From: Shengliang Xu <106840466+shengliangxu@users.noreply.github.com>
Date: Wed, 19 Nov 2025 19:39:36 -0800
Subject: [PATCH 051/249] Consolidate Nvidia ModelOpt quant config handling for
all quantization methods (#28076)
Signed-off-by: Shengliang Xu
---
.../layers/quantization/modelopt.py | 499 ++++++++----------
1 file changed, 234 insertions(+), 265 deletions(-)
diff --git a/vllm/model_executor/layers/quantization/modelopt.py b/vllm/model_executor/layers/quantization/modelopt.py
index dedab33c1bdb7..6b5ed7762eb31 100644
--- a/vllm/model_executor/layers/quantization/modelopt.py
+++ b/vllm/model_executor/layers/quantization/modelopt.py
@@ -2,6 +2,7 @@
# SPDX-FileCopyrightText: Copyright contributors to the vLLM project
from collections.abc import Callable
+from fnmatch import fnmatch
from typing import TYPE_CHECKING, Any, Optional
import torch
@@ -13,7 +14,6 @@ import vllm.model_executor.layers.fused_moe.modular_kernel as mk
from vllm._custom_ops import cutlass_scaled_fp4_mm, scaled_fp4_quant
from vllm.logger import init_logger
from vllm.model_executor.layers.fused_moe.config import (
- FusedMoEConfig,
FusedMoEQuantConfig,
RoutingMethodType,
fp8_w8a8_moe_quant_config,
@@ -86,45 +86,218 @@ QUANT_ALGOS = ["FP8", "NVFP4"]
KV_CACHE_QUANT_ALGOS = ["FP8"]
-class ModelOptFp8Config(QuantizationConfig):
+class ModelOptFp8KVCacheMethod(BaseKVCacheMethod):
+ """
+ Supports loading kv-cache scaling factors from FP8 checkpoints.
+ """
+
+ def __init__(self, quant_config: "ModelOptQuantConfigBase"):
+ super().__init__(quant_config)
+
+
+class ModelOptQuantConfigBase(QuantizationConfig):
+ LinearMethodCls: type = LinearMethodBase
+ FusedMoEMethodCls: type = FusedMoEMethodBase
+ KVCacheMethodCls: type = BaseKVCacheMethod
+
+ def __init__(
+ self,
+ exclude_modules: list[str],
+ ):
+ super().__init__()
+ self.exclude_modules: list[str] = exclude_modules
+
+ def is_layer_excluded(self, prefix: str) -> bool:
+ """
+ Check if a layer should be excluded from quantization.
+
+ Handles both exact matching (for fused layers) and ModelOpt wildcard matching.
+
+ The ModelOpt exclude_modules list is a list of wildcards.
+ """
+ if len(self.exclude_modules) == 0:
+ return False
+
+ # First check exact matching with fused layer support
+ if is_layer_skipped(prefix, self.exclude_modules, self.packed_modules_mapping):
+ return True
+
+ # TODO: This special hard coded logic is not needed for quantized checkpoints
+ # generated by ModelOpt >= 0.39.0 where they are handled natually by the
+ # exclude_modules config.

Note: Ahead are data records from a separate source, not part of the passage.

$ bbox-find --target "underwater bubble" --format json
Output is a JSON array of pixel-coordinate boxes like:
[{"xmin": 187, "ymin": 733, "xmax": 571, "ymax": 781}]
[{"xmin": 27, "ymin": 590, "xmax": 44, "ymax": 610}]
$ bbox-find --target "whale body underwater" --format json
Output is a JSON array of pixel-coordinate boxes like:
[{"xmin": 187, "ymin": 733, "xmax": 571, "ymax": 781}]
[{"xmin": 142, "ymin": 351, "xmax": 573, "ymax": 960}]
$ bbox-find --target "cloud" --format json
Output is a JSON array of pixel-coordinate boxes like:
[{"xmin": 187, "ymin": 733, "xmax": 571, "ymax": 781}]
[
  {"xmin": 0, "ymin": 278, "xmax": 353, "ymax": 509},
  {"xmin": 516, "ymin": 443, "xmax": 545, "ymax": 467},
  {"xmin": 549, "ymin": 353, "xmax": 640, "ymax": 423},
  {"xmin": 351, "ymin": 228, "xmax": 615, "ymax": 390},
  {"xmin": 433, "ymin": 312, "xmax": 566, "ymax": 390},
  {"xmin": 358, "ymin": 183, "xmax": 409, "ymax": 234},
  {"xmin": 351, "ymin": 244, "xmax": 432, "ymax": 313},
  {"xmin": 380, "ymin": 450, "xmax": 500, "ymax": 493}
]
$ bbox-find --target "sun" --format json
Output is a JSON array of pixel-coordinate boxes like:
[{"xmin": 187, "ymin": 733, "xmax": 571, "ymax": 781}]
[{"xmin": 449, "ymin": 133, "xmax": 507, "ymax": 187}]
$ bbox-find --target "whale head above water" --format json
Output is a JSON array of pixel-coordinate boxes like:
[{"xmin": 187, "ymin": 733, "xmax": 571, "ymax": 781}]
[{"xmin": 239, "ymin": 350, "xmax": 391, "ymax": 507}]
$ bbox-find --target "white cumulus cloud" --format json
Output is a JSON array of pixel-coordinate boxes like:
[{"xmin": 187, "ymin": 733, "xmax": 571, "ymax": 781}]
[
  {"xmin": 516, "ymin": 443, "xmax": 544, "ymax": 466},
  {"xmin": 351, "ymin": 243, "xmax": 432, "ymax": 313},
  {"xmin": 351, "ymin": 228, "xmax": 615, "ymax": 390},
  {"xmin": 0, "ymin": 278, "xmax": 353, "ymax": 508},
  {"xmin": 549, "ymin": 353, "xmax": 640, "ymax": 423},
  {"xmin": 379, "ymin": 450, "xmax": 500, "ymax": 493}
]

But need to keep them for loading quantized
+ # checkpoints generated by older versions. Then check substring matching
+ # for patterns not caught by exact match
+ for exclude_module in self.exclude_modules:
+ # Skip exact matches already handled above
+ if exclude_module != prefix and (
+ exclude_module in prefix
+ or (
+ prefix.startswith("language_model.")
+ and exclude_module in prefix.removeprefix("language_model.")
+ )
+ ):
+ return True
+
+ # modelopt exclude modules are not simple strings, they are wildcards
+ for wildcard_pattern in self.exclude_modules:
+ if fnmatch(prefix, wildcard_pattern):
+ return True
+
+ return False
+
+ def get_quant_method(
+ self, layer: torch.nn.Module, prefix: str
+ ) -> Optional["QuantizeMethodBase"]:
+ from vllm.attention.layer import Attention # Avoid circular import
+
+ # handle kv-cache first so we can focus only on weight quantization thereafter
+ if isinstance(layer, Attention):
+ return self.KVCacheMethodCls(self)
+
+ # handle exclusion
+ if self.is_layer_excluded(prefix):
+ if isinstance(layer, LinearBase):
+ return UnquantizedLinearMethod()
+ return None
+
+ # TODO: This special hard coded logic is not needed for quantized checkpoints
+ # generated by ModelOpt >= 0.39.0 where they are handled natually by the
+ # exclude_modules config. But need to keep them for loading quantized
+ # checkpoints generated by older versions. Then check substring matching
+ # for patterns not caught by exact match
+ if "vision_tower" in prefix or "vision_model" in prefix:
+ return UnquantizedLinearMethod()
+
+ # now, the layer is quantized, handle it here
+ if isinstance(layer, LinearBase):
+ return self.LinearMethodCls(self)
+ elif isinstance(layer, FusedMoE):
+ return self.FusedMoEMethodCls(quant_config=self, layer=layer)
+
+ return None
+
+ def apply_vllm_mapper(self, hf_to_vllm_mapper: "WeightsMapper"):
+ if len(self.exclude_modules) > 0:
+ self.exclude_modules = hf_to_vllm_mapper.apply_list(self.exclude_modules)
+
+ @staticmethod
+ def get_config_filenames() -> list[str]:
+ return ["hf_quant_config.json"]
+
+ @classmethod
+ def _from_config(
+ cls,
+ *,
+ quant_method: str,
+ kv_cache_quant_method: str | None,
+ exclude_modules: list[str],
+ original_config: dict[str, Any],
+ group_size: int | None,
+ ) -> "ModelOptQuantConfigBase":
+ raise NotImplementedError("Please implement this function in sub classes")
+
+ @classmethod
+ def from_config(cls, config: dict[str, Any]) -> "ModelOptQuantConfigBase":
+ # Handle both ModelOpt format and compressed-tensors style format
+ if "quantization" in config:
+ # Traditional ModelOpt format:
+ # {"quantization": {"quant_algo": "..."}}
+ quant_config = cls.get_from_keys(config, ["quantization"])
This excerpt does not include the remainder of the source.